Caio estava lá, sentado em uma cadeira ao lado da minha cama. Ele parecia cansado, o cabelo ligeiramente desgrenhado.
"Você acordou", disse ele, uma leve nota de alívio em sua voz.
Ele tentou pegar minha mão, mas eu me afastei.
"Os médicos disseram que você tem uma concussão e um braço quebrado. Você tem sorte. Poderia ter sido muito pior." Ele ofereceu um sorriso fraco. "Eu estava tão preocupado."
Eu apenas o encarei, minha mente um lago frio e claro de compreensão.
Esta não era a primeira vez que ele me deixava para me virar sozinha. Era um padrão. A adega. O vestido arruinado. Agora isso. Cada vez, ele a escolhia. Cada vez, ele explicava com desculpas esfarrapadas e preocupação fingida.
"Onde você estava?", perguntei, minha voz desprovida de emoção.
"Eu tive que me certificar de que a Kiara estava bem", ele explicou, como se fosse a coisa mais razoável do mundo. "Ela estava em choque. Levei-a para casa e a acomodei. Depois vim direto para cá."
Eu não disse nada. Apenas olhei para ele, e pela primeira vez, ele pareceu verdadeiramente perturbado com o meu silêncio. Ele estava acostumado com minhas lágrimas, minha raiva, minhas súplicas. Ele não estava preparado para este vazio arrepiante.
O toque agudo de seu telefone cortou o silêncio. Ele olhou para a tela, e sua expressão se suavizou.
Ele se levantou. "Eu tenho que atender. É a Kiara.
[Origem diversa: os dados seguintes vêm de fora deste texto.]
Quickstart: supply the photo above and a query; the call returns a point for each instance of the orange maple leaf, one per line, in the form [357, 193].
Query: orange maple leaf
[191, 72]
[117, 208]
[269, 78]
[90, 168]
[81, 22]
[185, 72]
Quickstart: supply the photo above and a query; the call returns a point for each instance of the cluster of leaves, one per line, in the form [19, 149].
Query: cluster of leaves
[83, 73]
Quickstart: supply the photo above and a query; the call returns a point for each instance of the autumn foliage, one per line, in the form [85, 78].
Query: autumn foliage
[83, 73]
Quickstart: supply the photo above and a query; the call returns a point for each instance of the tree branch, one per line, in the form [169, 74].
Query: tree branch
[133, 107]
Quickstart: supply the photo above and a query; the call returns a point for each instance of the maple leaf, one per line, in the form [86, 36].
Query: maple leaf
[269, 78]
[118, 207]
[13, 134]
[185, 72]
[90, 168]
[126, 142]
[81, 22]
Ela não está bem."
Ele caminhou para o outro lado do quarto, virando as costas para mim, mas eu ainda podia ouvir sua voz baixa e gentil.
"Oi, meu bem, o que foi?... Não, não, não chore. Eu estou aqui... Eu sei, foi assustador... Claro que estarei aí. Saio agora mesmo."
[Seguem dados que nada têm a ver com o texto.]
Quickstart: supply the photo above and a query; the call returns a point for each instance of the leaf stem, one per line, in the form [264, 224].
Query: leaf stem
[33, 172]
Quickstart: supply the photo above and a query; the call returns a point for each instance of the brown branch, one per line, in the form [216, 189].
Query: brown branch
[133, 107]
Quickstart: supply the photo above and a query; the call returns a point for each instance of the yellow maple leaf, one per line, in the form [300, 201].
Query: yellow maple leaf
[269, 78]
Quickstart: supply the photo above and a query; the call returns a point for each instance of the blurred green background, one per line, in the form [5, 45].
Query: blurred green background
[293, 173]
Ele desligou e se virou para mim, um brilho de desculpa em seus olhos. "Eu tenho que ir. A Kiara precisa de mim."
Eu apenas assenti, meu olhar fixo na parede atrás dele.
Ele hesitou, esperando uma briga, uma discussão. Ele não conseguiu nada.
Enquanto ele saía pela porta, me abandonando mais uma vez, uma única risada amarga escapou dos meus lábios.
Eu era apenas um item em sua lista de verificação. Um problema a ser gerenciado mais tarde. Mas Kiara... Kiara era sua prioridade. Sempre.